Es ist vorgesehen, dass die Descent Camera 15 Bilder im Abstand von 1.5 Sekunden schießen wird, beginnend bei einer Höhe von etwa 3 km über der Landestelle. Die Bilddaten sind Bestandteil der Telemetrie, die auf verschiedenen Wegen ie Erde erreichen wird. Die schon während des Abstiegs von der Muttersonde TGO empfangenen Daten (Der TGO führt zeitgleich den Einschuss in die Bahn um Mars aus) werden wohl noch keine Bilddaten enthalten. Wahrscheinlich ist das Bildmaterial erst in den Daten enthalten, die mit dem zweiten Überflug des NASA-Orbiters MRO über dem Landeort von Schiaparelli am frühen  Morgen des 20. Oktober übermittelt werden.

Die Bilder sind Bestandteil der Informationen, die bei der Pressekonferenz am 20.10. um 10 Uhr MESZ präsentiert werden sollen.  Vorausgesetzt natürlich, die Landung von Schiaparelli verläuft erfolgreich.

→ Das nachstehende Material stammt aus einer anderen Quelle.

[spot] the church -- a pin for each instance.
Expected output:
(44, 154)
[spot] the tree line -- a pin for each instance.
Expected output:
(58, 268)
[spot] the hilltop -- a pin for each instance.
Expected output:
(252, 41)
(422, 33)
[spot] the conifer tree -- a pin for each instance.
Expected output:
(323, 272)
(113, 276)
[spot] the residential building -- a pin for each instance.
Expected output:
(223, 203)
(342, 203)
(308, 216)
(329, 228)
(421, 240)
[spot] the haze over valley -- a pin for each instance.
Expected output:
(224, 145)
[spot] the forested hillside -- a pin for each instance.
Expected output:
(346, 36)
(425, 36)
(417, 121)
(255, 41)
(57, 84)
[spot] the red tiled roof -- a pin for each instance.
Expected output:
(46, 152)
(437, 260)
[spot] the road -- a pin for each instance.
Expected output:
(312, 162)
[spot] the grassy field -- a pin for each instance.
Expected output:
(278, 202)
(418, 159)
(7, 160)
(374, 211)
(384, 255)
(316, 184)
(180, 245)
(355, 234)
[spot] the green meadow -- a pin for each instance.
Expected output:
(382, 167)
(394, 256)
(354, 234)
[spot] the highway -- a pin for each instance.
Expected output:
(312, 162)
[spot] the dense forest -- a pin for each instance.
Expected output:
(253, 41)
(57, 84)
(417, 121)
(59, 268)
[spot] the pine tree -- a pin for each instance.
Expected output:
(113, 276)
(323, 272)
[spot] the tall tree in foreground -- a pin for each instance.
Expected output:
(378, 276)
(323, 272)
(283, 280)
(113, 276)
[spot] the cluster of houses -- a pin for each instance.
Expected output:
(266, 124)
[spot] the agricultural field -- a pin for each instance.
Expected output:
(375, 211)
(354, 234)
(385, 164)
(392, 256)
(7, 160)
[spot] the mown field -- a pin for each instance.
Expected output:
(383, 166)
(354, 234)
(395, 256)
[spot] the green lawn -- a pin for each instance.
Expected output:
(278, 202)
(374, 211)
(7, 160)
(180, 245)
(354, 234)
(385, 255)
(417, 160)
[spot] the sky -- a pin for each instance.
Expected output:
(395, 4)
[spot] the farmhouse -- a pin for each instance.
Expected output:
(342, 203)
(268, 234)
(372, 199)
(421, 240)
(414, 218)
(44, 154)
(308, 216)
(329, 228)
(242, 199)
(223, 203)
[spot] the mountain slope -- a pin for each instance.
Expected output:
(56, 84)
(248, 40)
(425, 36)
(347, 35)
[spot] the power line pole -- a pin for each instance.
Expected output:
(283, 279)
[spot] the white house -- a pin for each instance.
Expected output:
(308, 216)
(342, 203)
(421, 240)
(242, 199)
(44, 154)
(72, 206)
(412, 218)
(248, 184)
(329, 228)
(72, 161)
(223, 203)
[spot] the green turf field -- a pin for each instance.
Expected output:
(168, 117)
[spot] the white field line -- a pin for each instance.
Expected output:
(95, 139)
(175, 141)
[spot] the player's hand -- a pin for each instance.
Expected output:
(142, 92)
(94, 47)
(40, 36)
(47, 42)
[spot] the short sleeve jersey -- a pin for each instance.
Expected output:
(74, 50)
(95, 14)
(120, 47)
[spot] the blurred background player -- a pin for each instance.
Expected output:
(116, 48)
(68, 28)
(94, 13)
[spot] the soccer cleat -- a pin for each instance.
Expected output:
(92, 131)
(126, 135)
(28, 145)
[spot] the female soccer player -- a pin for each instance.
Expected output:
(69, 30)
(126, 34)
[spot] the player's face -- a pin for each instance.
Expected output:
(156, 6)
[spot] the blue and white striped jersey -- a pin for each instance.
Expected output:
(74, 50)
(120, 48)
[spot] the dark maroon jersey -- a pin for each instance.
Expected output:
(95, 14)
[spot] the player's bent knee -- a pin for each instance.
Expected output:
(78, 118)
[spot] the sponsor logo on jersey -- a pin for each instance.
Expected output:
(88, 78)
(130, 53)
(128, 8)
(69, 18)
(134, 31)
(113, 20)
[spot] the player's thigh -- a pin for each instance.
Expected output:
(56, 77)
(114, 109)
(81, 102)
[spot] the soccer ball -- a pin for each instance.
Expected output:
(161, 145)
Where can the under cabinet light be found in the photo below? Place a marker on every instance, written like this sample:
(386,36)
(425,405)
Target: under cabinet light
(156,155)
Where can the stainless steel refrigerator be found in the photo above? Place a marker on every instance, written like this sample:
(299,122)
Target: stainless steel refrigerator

Simulierte Bilder der Descent Camera auf Schiaparelli und Unsicherheitsellipse des Landepunkts auf Meridiani-Planum, Quelle: spacecraft: ESA/ATG medialab; simulated views based on NASA MRO/CTX images (credit: NASA/JPL/MRO); landing ellipse background image: THEMIS daytime infrared map from Mars Odyssey; simulation: ESA
Simulierte Bilder der Descent Camera auf Schiaparelli und Unsicherheitsellipse des Landepunkts auf Meridiani-Planum, Quelle: spacecraft: ESA/ATG medialab; simulated views based on NASA MRO/CTX images (credit: NASA/JPL/MRO); landing ellipse background image: THEMIS daytime infrared map from Mars Odyssey; simulation: ESA

Ich war zunächst etwas konsterniert, als ich dieses Test-Bild der DECA sah. Allerdings sind die Bedingungen, unter denen diese Aufnahme entstand, wohl kaum repräsentativ. Da sind Dinge unmittelbar vor der Kamera ebenso zu sehen wie Dinge, die weit entfernt sind. Zudem ist der Kontrastumfang zwischen dem Bewuchs im unteren Bildteil und dem sehr hellen Himmel enorm. Für diese Situation ist die DECA nicht gebaut. Solche Verhältnisse sind beim Mars-Abstieg aber auch nicht zu erwarten. Dort wird immer nur der Boden fotografiert, also etwas, das weit entfernt und gleichmäßig ausgeleuchtet ist.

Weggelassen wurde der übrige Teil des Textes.